But you can't just turn your back on a little lost girl.
Dennis Lehane's GONE, BABY, GONE is a brutal, harsh, and astonishing novel. Lehane takes the fish-in-a-barrel emotional set-up of a missing child in wholly unexpected directions. There's too much at stake for the detectives -- both the private eyes and the cops from the Crimes Against Children squad -- to get overly sentimental, and the action builds too quickly for the story to bog down in insincere hand-wringing. We know that stealing a child is evil, and Lehane doesn't weaken the book by telling us.
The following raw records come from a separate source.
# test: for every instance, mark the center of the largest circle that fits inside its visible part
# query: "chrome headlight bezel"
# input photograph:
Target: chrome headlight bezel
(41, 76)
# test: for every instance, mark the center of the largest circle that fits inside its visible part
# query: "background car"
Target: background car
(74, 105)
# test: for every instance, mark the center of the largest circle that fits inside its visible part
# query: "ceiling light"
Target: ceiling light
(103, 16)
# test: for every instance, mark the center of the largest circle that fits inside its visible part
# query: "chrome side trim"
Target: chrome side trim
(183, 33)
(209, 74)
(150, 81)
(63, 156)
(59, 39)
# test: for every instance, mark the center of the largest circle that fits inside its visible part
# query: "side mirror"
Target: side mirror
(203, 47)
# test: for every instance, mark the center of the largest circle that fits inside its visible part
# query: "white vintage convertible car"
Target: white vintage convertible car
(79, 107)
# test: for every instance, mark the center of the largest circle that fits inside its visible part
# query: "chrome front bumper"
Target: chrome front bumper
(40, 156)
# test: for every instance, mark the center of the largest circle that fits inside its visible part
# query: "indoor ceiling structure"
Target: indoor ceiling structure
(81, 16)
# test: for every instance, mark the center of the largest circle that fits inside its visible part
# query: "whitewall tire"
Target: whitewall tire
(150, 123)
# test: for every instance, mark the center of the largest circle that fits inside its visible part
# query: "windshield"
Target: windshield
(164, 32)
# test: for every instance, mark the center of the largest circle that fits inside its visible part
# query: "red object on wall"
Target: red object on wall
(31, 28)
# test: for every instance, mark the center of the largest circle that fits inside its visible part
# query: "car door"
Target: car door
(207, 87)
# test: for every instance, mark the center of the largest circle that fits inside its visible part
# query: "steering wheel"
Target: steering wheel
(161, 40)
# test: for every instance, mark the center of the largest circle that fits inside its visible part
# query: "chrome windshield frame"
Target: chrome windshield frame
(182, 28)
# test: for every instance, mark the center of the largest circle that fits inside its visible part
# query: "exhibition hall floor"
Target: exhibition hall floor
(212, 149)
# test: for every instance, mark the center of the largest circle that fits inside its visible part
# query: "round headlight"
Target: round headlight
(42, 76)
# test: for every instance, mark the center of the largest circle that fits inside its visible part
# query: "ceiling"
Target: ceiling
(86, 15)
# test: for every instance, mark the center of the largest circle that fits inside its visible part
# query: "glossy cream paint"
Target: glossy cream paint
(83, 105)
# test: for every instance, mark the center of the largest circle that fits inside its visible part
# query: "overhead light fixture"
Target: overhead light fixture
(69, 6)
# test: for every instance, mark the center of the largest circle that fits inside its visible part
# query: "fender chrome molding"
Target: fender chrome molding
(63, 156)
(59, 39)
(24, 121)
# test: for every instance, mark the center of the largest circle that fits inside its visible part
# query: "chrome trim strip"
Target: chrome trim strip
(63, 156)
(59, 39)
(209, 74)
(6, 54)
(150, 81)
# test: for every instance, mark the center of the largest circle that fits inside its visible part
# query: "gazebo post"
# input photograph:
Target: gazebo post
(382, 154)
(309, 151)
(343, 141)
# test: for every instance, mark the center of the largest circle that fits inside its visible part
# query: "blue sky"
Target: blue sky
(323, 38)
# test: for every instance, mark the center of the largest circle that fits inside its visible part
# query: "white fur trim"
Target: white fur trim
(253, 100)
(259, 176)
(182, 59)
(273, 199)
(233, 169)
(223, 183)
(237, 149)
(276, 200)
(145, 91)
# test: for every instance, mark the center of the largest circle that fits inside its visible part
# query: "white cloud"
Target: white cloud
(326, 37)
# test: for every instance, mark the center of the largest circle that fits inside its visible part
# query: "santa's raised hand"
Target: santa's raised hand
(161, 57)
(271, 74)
Instead, he lets the effect of that evil on the characters play itself out, at its own relentless pace.
There is a steady stream of villains: drug dealers, torturers, rapists, child molesters, all the way up to a sociopath who will kill you if you bother him while he counts his money. (The sociopath, incidentally, is one of the good guys.) The plot masterfully weaves all these characters, with their competing and interrelated goals, into the story of Patrick and Angie simply trying to bring Amanda back alive, if it isn't already too late.
GONE, BABY, GONE is ultimately a story about family. The families the characters construct for themselves, and the means they use to defend them, are not the stuff of the great American tradition. But where tradition fails, the need for family remains, and even the perverts and sociopaths know the value of loyalty.
The very reason Patrick and Angie take the McCready case is, at bottom, to defend the idea of family against whoever violated it by taking Amanda. That what is good for the family may not be what is good for society is the unsettling idea that Patrick Kenzie, and the reader, must face in the end.
Other books by Dennis Lehane include: A DRINK BEFORE THE WAR; DARKNESS, TAKE MY HAND; SACRED; and PRAYERS FOR RAIN.